ハロウィン



「トリック・オア・トリート!」


毎年恒例のハロウィン。この日には各地のかつて父親と共に戦ったという仲間や王様が集まり盛大なハロウィンパーティーが開かれる。この日は無礼講で仕事はお休みだ。王宮もいつもの荘厳な雰囲気ではなくお茶目な顔をしたカボチャや色とりどりのお菓子で飾り付けられている。



「お久しぶりですエッジさん。トリック・オア・トリート!」



父親と話をしていたエブラーナの王様に声をかける。挨拶もそこそこに笑顔で両手を差し出した。



「久しぶりだなセオドア!俺からお菓子が貰えるのはかわい子ちゃんだけだぜ」
「お菓子をくれない人にはいたずらしますよ」
「俺にいたずらするなんざ10年早いな」



軽口を叩くエッジさんはニヤッと笑うとほらよ、と色々な形のチョコレートを手に乗せてくれた。
お前が女の子だったらいたずらも悪くないんだけどな笑うエッジさんに父さんは苦笑いだ。



「もう他のやつからも貰ったのか?」



僕のお菓子でいっぱいの籠を覗き込み彼は遠慮なしに中身を漁る。チョコレート、飴玉、焼き菓子と色々なものを楽しそうに発掘する。



「さっきギルバートさんがお花のキャンディをくれました。こっちの焼き菓子はリディアさんが。」



ひとつひとつ解説すれば彼は楽しそうに相槌を打ってくれる。こんだけあればしばらくおやつには困らねーなと笑う彼はふと視線を窓の外のテラスに移した。



「ところでセオドアよ。あそこで俺は関係ないって態度のあいつにはもう貰ったのか?」



視線を追えば窓の外、オレンジの外灯にぼんやりと浮かぶ金髪の後ろ姿が見えた。



「あんなところにいたんだ。探してたんです」
「どうも貰ってないのは奴が最後みたいだからな。」



お菓子なかったらガツンといたずらしてやれよーと豪快に笑う彼にお礼を言ってテラスに出る。
外へ出る扉を閉めてしまえば中の賑やかな音は全く聞こえず心地いい風の音だけが響いた。


扉を閉める音でベンチに腰掛けていた人物が振り向く。さらさらと金の髪が風に揺れた。



「セオドアか。」



どうしたと問うカインさんの目の前まで行きエッジさんの時より控えめにトリック・オア・トリートと言ってみる。ああと呟く彼はお菓子はないぞとそう言うと僕のお菓子の籠を見て少し笑った。



「俺はそういうイベントが苦手でな。」



どこぞの王子様は大層なはしゃぎぶりだが。と広間を見る彼ごしに破顔したエッジさんが見えた。



「いえ。お菓子が欲しいわけでは無いからいいんです」



朝から大人にお菓子をくれなきゃいたずらするぞと言って回ったがそれは普段会えない人との楽しいやりとりのきっかけにすぎない。お菓子は本当におまけのようなものだ。

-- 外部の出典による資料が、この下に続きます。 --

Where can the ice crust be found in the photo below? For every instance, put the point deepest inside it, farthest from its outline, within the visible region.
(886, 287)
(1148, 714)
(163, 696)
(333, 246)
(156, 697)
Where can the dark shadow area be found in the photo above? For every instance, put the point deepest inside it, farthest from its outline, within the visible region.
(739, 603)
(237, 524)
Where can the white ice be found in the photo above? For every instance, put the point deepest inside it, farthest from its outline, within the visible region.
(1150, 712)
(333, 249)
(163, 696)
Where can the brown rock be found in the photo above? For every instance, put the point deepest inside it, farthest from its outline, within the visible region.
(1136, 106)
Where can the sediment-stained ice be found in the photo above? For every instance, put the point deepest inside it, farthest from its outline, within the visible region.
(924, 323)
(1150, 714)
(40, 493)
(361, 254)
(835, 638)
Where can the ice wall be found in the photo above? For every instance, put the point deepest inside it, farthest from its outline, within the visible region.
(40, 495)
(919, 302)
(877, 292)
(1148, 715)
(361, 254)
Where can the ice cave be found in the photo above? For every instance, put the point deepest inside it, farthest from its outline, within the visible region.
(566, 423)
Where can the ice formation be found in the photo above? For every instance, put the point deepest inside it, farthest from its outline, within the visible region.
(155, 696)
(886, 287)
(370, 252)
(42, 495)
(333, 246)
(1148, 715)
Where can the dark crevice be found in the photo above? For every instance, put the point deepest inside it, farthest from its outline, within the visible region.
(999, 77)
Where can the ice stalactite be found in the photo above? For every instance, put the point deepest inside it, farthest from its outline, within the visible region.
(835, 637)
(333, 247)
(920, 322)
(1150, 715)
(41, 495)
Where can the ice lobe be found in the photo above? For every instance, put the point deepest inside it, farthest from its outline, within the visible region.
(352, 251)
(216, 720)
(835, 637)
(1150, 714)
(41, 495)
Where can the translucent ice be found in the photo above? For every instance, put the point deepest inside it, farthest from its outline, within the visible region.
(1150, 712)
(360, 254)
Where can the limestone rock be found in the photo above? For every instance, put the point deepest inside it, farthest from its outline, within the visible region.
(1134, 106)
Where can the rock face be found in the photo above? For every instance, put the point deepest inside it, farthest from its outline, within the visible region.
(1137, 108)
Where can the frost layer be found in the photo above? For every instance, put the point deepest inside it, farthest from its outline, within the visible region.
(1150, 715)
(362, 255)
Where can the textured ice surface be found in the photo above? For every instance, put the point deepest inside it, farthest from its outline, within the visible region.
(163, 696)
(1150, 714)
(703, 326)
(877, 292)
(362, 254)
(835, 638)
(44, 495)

「外は冷えませんか?温かい飲み物でも取ってきますね」



言って広間に戻ろうとした僕の腕をカインさんは軽く抑えた。



「カインさん?」
「トリック・オア・トリートなんだろ。お菓子をあげなかった俺にいたずらしないのか?」



先ほどのエッジさんと似た類の悪そうなからかうような笑みを浮かべるカインさんと目があった。
いたずらと言っても何をすればいいんだろう。みんなお菓子をくれるからいたずらなどしたことが無い。



「煮るなり焼くなり好きにしていいぞ」



茶化すように微笑うカインさんに今さらながら心臓がドキドキしてきた。おそらくは気まぐれな遊びだろうけど好きにしていいとはなんとも魅力的な言葉だ。


何をしようかと悩んでいる僕が可笑しいのか薄く微笑いながらカインさんは目を閉じる。僕の言葉をゆったりと待っているのがわかった。



「じゃあいたずらしますからそのまま目を閉じていてください。」



返事はなかったけど閉じられたままの目に肯定の意を察してカインさんの後ろに周る。首筋を隠す長い髪を片側によけて彼の首元に顔をよせた。
彼独特の甘い香りが鼻をくすぐる。この首筋に顔をうずめていつまでも甘い匂いを香いでいたい気持ちになったがすんでで踏みとどまりカプリと軽く噛み付いた。



予想外だったのだろうかピクリと肩を揺らした彼に出来る限り平静を装って笑う。



「ハロウィンなんでなんちゃってドラキュラです」



血は吸ってないから大丈夫ですよと茶化せば彼も俺の血は吸ったところでマズイがなと合わせてくれる。
その言葉に笑い広間に戻りましょうと立ち上がった。



お菓子よりも甘い香りが鼻に残っていてお酒など飲んではいないのに頭が猛烈にクラクラした。